One of the things I like about the blog format is that it is episodic. A flash of vision or memory appears from nowhere, and then stays around for a while. I can examine it for a while, tossing it around in my mind until its outlines grow more clear. Rarely does it unfold chronologically. So here it is September in Alabama, six months and half a world away from my trip to Israel, and yet Israel is what I have on my mind.
A big part of it is that I just finished Jackie Feldman’s book about Israeli youth voyages to Poland. Each year, thousands of Israeli youth participate in organized trips to Poland to visit the death camps and to connect more strongly with their Israeli national identity. Feldman shows how the voyages (because that’s what the trips are called) reinforce a particular narrative dividing Jewish history into three epochs: Antiquity, Exile, and Zionist settlement of the Land of Israel (p. 12). Antiquity refers to the period of sovereignty of the Isrealite kingdom. A narrative of the other two epochs plays out on the voyages—from suffering and persecution in Europe during the long period of Exile culminating in the Holocaust, to revival of Jewish national life in the contemporary state of Israel. As such, Poland represents oppression and death in Exile, while Israel represents freedom and life in the homeland.

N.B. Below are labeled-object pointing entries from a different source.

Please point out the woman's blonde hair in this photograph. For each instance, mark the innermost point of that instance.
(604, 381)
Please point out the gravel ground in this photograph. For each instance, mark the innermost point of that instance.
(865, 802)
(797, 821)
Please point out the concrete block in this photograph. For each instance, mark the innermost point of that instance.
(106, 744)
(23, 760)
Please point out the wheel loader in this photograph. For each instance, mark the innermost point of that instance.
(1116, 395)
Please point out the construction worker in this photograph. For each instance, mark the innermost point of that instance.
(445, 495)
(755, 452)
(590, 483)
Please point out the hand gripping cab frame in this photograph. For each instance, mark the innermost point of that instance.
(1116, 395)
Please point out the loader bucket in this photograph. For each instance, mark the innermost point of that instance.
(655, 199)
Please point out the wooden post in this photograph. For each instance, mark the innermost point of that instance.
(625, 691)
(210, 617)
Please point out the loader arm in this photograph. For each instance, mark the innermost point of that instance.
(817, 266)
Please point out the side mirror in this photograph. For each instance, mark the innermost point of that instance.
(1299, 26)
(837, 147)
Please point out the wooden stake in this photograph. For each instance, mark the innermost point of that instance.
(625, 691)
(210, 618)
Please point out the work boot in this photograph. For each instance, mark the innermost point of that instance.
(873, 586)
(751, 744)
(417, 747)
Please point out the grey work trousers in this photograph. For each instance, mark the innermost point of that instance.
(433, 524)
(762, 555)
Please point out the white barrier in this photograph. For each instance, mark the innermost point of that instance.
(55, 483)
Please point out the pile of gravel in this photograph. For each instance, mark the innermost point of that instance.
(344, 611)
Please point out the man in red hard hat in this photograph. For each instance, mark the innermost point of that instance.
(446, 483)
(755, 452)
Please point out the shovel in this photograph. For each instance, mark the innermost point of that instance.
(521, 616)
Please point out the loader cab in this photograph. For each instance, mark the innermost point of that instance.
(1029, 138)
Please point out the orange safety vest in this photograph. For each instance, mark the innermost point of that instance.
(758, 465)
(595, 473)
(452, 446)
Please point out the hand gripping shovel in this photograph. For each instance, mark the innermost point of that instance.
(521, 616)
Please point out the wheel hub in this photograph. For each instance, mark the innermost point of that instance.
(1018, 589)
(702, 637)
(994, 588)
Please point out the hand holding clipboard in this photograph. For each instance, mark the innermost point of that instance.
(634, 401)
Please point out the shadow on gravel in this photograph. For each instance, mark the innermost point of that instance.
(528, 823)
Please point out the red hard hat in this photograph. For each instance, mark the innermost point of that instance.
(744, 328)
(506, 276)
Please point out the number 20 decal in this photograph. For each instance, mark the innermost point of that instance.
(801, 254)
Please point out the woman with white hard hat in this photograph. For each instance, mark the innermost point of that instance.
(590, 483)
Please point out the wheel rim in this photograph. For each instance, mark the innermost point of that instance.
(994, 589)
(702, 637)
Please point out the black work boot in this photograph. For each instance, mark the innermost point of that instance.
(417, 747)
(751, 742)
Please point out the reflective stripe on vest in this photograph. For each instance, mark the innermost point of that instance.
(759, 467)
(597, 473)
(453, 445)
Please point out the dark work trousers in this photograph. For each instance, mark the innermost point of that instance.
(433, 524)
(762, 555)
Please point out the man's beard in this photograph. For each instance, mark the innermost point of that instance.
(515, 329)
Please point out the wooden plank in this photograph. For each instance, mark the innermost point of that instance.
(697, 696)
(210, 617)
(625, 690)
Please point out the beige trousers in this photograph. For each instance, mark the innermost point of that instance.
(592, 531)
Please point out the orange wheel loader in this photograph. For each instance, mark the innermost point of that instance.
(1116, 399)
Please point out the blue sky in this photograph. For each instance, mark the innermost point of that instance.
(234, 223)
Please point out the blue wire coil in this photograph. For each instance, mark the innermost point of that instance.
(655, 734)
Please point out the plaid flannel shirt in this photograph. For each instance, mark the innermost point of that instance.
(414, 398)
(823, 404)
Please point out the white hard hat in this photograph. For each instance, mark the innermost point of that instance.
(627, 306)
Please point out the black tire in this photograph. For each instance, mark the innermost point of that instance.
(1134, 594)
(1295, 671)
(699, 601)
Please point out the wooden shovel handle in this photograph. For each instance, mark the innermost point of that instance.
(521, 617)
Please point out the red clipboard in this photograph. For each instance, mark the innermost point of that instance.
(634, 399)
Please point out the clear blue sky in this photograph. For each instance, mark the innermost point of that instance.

Feldman argues that these trips, most of which are subsidized by the Israeli government, are akin to pilgrimages—a journey to a sacred place involving a break from everyday social lives and hierarchies into a liminal space filled with intense physical and emotional experiences as well as transmission of cultural, symbolic knowledge. Pilgrims return transformed, ready to reintegrate into society, but in a new social status (in this case, they transform from youths to adults and ambassadors of the lessons learned about their Jewish heritage and Israeli citizenship). I like Feldman’s book because he effectively shows how this transformation is fueled primarily by emotion and sensation—through the body—more than through cognition and learning. This is consistent with my own observations on a Polish pilgrimage to Częstochowa many years ago.
The book also brings home to me another thing I have observed: that the symbolic significance of Poland is quite different for me than it is for most Jews I have met. So are the emotional associations. Many Jews view Poland both symbolically and materially as a vast killing ground and graveyard. I have felt this myself, especially in places like Muranów in Warsaw, the prewar Jewish quarter that was at the heart of the Jewish ghetto during World War II. When the district was rebuilt in the postwar period, the rubble heaps (doubtless containing the bodies of victims) were left in place and new buildings were built right on top of them. This has created a district that is jarringly pleasant. The raised terraces break up the mostly flat city terrain creating intimate interior courtyards and slopes for lush gardens. But knowing the district’s history, it is hard to not feel uneasy about walking on the victims of the Holocaust.
Still, for me, Poland is the lost homeland of my mother—a place she mythologized and longed for. These associations were also tragic, because she knew return was not possible. But no doubt that also contributed to the magic. As an imagined place, Poland did not need to accommodate the harsh realities of postwar devastation or state socialism–or the Holocaust. And also, I’ve built my own memories of Poland over the past 25 years. I’ve witnessed the country’s “colorization” as it evolved from state socialist greyness into consumer-fueled color. My time there has always been marked as “special,” separate from the humdrum of everyday life. It’s become a second home to me. Marked as it is by my use of a second language, I also visit another version of myself in Poland, the Polish-speaking one, the foreigner, but also the native daughter returning to the homeland. In short, unlike the Israeli voyagers (for whom Poland represents death and Israel life), I return to life in Poland. Life in the face of displacement and death, perhaps even in defiance of that difficult history.